Algorithm Find-Min(X,n); 
(* Assumes given list is stored in X[1..n] *) 
1. begin
2.   MinSoFar <-- X[1];
3.   Location <-- 1; k <-- 2;
5.   while (k <= n) do
6.     if (X[k] < MinSoFar) then
7.       MinSoFar <-- X[k];
8.       Location <-- k;
9.     endif
10.    k <-- k + 1;
11.  endwhile
12.  return MinSoFar, Location
13.end.

(a) Here, we can make effective use of the high-level primitive defined in T4-Q3 Find-Min(X,n). Instead of giving the whole algorithm, I will discuss the ideas behind several different methods.

One idea is to first find the smallest, then "eliminate" it from consideration.
But, how to "algorithmically" "eliminate" the smallest from consideration?

• Method 1: When finding the smallest, remember its location (like in the algorithm Find-Min given above). Then, set A[location] to be "infinity" or a very, very big number (so it cannot possibly be the new smallest).
• Method 2: Swap A[location] with A[n]. Then 2nd-smallest is smallest in A[1], A[2],..., A[n-1]! We can then use Find-Min(A,n-1) to find it.
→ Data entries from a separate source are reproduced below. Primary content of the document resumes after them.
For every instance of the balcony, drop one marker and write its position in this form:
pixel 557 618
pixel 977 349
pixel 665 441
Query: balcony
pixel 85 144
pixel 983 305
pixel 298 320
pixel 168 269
Another idea is to find smallest and 2nd-smallest simultaneously. (Most of you did this!)
Be careful how you initialize Min-sf and Min2-sf.
Also, think about how you update them: (2 comparisons for each element)

• If Min-sf=4 and Min2-sf=6 and a new number 3 arrives, then you want to make Min-sf=3 and Min2-sf=4.
• If Min-sf=4 and Max2-sf=6 and a new number 5 arrives, then you want to make Min-sf=4 and Min2-sf=5.